Department of Experimental and Applied Psychology, Vrije Universiteit Amsterdam, Amsterdam, Netherlands.
Institute for Brain and Behavior Amsterdam, Amsterdam, Netherlands.
Elife. 2019 Aug 27;8:e49130. doi: 10.7554/eLife.49130.
The human brain recurrently prioritizes task-relevant over task-irrelevant visual information. A central question is whether multiple objects can be prioritized simultaneously. To answer this, we let observers search for two colored targets among distractors. Crucially, we independently varied the number of target colors that observers anticipated, and the number of target colors actually used to distinguish the targets in the display. This enabled us to dissociate the preparation of selection mechanisms from the actual engagement of such mechanisms. Multivariate classification of electroencephalographic activity allowed us to track selection of each target separately across time. The results revealed only small neural and behavioral costs associated with preparing for selecting two objects, but substantial costs when engaging in selection. Further analyses suggest this cost is the consequence of neural competition resulting in limited parallel processing, rather than a serial bottleneck. The findings bridge diverging theoretical perspectives on capacity limitations of feature-based attention.

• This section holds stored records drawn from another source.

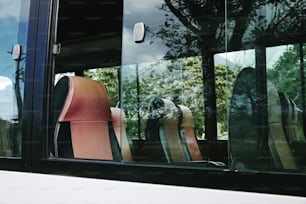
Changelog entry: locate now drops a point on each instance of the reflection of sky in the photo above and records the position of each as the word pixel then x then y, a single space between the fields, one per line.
pixel 9 19
pixel 13 27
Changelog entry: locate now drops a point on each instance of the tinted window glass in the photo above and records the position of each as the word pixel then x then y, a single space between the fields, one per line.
pixel 13 34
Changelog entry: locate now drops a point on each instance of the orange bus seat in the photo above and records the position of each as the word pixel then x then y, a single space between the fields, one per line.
pixel 82 127
pixel 187 133
pixel 165 135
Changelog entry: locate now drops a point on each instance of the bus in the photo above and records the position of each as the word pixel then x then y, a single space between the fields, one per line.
pixel 207 96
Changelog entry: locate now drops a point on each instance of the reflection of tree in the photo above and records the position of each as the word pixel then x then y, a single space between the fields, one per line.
pixel 246 19
pixel 204 30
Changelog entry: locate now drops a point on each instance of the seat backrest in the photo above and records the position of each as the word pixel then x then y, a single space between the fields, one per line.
pixel 83 116
pixel 278 139
pixel 188 135
pixel 119 125
pixel 165 132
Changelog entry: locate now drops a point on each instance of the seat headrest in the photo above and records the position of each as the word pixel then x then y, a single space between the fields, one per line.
pixel 187 120
pixel 84 94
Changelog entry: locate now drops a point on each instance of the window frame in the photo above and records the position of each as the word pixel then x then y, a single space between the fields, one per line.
pixel 38 92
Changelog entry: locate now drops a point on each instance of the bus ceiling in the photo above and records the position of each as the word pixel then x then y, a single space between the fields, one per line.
pixel 89 34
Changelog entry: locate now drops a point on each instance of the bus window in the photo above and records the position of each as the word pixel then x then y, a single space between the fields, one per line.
pixel 232 74
pixel 86 64
pixel 13 36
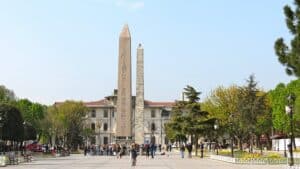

人类大脑反复优先处理与任务相关的视觉信息,而不是与任务不相关的信息。一个核心问题是是否可以同时优先处理多个对象。为了回答这个问题,我们让观察者在干扰项中搜索两个颜色的目标。至关重要的是,我们独立地改变了观察者预期的目标颜色数量和用于区分显示中目标的目标颜色数量。这使我们能够将选择机制的准备与这些机制的实际参与区分开来。对脑电图活动的多元分类使我们能够在时间上分别跟踪每个目标的选择。结果显示,为选择两个对象做准备所带来的神经和行为成本很小,但在进行选择时会产生很大的成本。进一步的分析表明,这种成本是由于神经竞争导致的有限的并行处理造成的,而不是串行瓶颈造成的。这些发现弥合了基于特征的注意力容量限制的不同理论观点之间的分歧。